Currently barred from Pakistan due to his work in the region, journalist Willem Marx joins award-winning photographer Marc Wattrelot to discuss their project Balochistan at a Crossroads.
With access to foreign journalists all but non-existent, and permanent expulsion or physical intimidation often the price for transgressing its boundaries, Marx and Wattrelot offer a rare insight into an area that has become one of the most hermetic and dangerous on earth; in the process uncovering a conflict so often ignored or misunderstood by the world’s media, an unparalleled landscape without an audience to view it and a people who long for recognition whilst engaged in a constant fight for survival.
Chaired by Declan Walsh, The New York Times bureau chief for Pakistan. He started his career in foreign correspondence in Nairobi, Kenya, where he was based for five years covering sub-Saharan Africa for The Independent and a number of other outlets.

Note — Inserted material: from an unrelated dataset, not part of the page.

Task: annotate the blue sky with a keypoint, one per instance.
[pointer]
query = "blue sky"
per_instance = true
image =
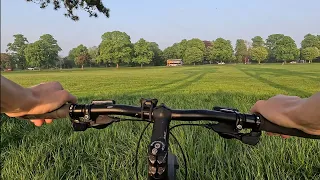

He moved to Islamabad in 2004 as Pakistan/Afghanistan correspondent for The Guardian, and moved to The New York Times in January 2012.
Willem Marx has reported from more than 40 countries and has been published by Harpers Magazine, The Los Angeles Times, The Sunday Times and The Daily Telegraph. He is currently a correspondent for Bloomberg TV, based in New York, having previously worked as a television journalist for ABC News, Al Jazeera and CBS News.
Marc Wattrelot has exhibited internationally and has previously been based in New Delhi, where he worked as a journalist for several French television channels. He is currently based in Beirut and works as a documentary filmmaker throughout the Arab world.